Opened 9 months ago
Closed 9 months ago
#3319 closed help
North/South halos too small for advection error
Reported by: | ggxmy | Owned by: | annette |
---|---|---|---|
Component: | UM Model | Keywords: | |
Cc: | Platform: | Monsoon2 | |
UM Version: | 10.7 |
Description
Dear Helpdesk,
I tied to run my UM v10.7 GC3.1 suite (u-bv563), which is based on a previously running suite (u-br927), but the process 'coupled' gets crashed after a few minutes of running with an error below.
? Error from routine: LOCATE_HDPS
? Error message: North/South? halos too small for advection.

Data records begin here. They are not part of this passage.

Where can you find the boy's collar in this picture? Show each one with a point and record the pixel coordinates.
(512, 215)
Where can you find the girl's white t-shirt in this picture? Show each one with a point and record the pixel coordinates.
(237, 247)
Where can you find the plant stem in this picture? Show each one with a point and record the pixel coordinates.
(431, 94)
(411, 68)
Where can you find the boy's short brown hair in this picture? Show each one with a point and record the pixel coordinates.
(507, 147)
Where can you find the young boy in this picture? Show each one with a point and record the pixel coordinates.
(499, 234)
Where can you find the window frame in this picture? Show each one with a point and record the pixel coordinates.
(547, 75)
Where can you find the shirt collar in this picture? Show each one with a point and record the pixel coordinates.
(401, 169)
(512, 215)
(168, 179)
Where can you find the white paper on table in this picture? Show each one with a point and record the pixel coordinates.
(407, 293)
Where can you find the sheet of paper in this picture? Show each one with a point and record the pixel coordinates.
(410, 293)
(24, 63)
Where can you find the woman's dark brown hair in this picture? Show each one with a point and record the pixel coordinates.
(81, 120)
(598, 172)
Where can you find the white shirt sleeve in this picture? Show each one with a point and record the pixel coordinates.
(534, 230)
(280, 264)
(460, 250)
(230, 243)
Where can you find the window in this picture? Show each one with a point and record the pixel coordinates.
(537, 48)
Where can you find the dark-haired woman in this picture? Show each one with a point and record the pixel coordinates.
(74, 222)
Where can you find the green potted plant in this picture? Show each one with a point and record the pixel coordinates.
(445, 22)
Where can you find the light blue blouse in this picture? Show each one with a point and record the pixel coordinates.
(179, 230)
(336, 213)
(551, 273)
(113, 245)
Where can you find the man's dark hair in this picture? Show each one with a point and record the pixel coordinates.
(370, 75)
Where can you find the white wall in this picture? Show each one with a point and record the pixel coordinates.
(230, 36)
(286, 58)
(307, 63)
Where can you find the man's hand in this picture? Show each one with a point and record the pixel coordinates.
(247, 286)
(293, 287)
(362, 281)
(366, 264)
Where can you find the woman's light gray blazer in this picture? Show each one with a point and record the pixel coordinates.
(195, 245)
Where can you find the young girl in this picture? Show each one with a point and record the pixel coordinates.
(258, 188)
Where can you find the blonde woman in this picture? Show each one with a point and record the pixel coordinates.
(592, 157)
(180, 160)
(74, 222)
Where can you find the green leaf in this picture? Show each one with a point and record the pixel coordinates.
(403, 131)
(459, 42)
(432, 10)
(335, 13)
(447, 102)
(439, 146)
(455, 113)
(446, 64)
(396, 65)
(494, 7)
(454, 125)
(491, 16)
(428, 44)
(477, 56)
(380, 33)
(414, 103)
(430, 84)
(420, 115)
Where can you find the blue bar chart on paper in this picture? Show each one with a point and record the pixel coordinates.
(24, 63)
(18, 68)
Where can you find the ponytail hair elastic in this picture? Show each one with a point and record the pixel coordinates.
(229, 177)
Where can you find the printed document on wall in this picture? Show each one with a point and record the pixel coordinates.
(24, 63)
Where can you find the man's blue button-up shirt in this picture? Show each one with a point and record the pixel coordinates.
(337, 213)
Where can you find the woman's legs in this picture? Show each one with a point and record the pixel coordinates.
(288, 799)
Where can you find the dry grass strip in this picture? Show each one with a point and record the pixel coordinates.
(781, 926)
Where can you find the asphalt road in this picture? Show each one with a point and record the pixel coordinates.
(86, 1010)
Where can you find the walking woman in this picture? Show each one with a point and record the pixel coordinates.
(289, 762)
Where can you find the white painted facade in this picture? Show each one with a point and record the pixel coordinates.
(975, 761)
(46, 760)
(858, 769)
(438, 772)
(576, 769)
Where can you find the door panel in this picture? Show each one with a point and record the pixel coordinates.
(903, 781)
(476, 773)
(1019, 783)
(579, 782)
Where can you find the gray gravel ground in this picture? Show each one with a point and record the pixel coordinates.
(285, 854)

? See the following URL for more information:
? https://code.metoffice.gov.uk/trac/um/wiki/KnownUMFailurePoints
The Wiki page contains some explanations and instructions on this error. But before trying that I tried running u-br927, which ran OK a few months ago (as shown in http://cms.ncas.ac.uk/ticket/3203 ), and got the same (halo) error. Isn't this strange? Has any change been made on Monsoon recently that can cause a problem like this?
Although these suites are never shown like they are committed because they have an additional file, they should basically be up to date. I may be making a minor changes though. So far I changed domain decomposition a bit smaller (36→28) but the result doesn't change.
Masaru
Change History (5)
comment:1 Changed 9 months ago by ros
comment:2 Changed 9 months ago by ggxmy
If there is no change on Monsoon what could have caused the change? I followed the instruction but that doesn't seem to give any helpful information. Or maybe I don't know where to look? Could you please check and see if there is any clue?

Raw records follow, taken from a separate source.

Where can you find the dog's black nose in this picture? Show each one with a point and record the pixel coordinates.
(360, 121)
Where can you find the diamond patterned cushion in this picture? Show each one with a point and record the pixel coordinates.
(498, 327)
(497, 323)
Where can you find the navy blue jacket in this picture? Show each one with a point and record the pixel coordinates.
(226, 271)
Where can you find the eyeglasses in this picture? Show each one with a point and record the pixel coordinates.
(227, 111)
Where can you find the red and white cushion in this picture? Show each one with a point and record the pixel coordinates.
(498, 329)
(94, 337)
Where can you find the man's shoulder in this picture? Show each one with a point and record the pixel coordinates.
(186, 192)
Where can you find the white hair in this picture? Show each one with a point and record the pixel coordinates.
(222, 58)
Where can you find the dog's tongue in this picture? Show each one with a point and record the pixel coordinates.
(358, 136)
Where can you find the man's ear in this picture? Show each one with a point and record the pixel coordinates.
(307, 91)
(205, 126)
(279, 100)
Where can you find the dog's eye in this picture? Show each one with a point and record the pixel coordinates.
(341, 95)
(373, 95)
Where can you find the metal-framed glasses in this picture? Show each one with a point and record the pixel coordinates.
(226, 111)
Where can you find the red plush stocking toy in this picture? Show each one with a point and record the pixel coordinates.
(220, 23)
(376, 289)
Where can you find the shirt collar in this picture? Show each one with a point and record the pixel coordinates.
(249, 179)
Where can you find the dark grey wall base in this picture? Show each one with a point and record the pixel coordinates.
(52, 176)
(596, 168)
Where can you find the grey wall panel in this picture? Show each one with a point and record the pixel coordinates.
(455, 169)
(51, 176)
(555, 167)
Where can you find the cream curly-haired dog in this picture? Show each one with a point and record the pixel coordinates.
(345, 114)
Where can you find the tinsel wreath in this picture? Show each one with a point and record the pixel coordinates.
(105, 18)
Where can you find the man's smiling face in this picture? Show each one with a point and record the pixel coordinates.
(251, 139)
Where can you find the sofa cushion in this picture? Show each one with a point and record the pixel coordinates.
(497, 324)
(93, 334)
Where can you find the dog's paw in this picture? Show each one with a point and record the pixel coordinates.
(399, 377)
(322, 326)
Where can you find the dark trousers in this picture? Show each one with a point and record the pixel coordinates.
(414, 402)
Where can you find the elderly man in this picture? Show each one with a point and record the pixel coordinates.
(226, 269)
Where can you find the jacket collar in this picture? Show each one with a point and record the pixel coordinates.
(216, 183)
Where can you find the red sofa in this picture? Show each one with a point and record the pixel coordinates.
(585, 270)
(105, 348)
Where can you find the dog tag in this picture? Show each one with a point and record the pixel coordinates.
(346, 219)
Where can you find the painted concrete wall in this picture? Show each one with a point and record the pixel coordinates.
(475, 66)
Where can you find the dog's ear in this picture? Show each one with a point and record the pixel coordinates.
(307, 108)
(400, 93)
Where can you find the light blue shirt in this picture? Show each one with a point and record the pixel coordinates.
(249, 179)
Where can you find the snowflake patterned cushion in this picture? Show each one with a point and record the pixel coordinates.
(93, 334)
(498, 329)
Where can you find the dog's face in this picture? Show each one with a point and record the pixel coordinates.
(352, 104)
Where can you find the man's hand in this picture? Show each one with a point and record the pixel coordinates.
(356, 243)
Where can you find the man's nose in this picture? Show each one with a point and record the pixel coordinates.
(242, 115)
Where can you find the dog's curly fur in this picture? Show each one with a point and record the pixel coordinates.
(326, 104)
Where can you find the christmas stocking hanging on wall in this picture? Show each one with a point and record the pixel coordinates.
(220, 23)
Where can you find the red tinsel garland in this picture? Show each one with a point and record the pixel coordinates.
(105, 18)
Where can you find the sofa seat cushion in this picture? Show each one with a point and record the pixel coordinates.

comment:3 Changed 9 months ago by annette
- Owner changed from um_support to annette
- Status changed from new to assigned
comment:4 Changed 9 months ago by annette
Hi Masaru,
If you are running a global model with the standard halo sizes, then this error usually means that the model has become unstable with unphysically large winds. And given that it fails straight away, it points to an issue with the input data files.
I can't see any logs from your previous runs for this suite so it is hard to see whether anything is different. As Ros says it seems unlikely that a system change would cause a problem like this. It is more likely that something has changed in the suite, or in the input data you are using.
I can see from #3203 that you had problems with the start dump before.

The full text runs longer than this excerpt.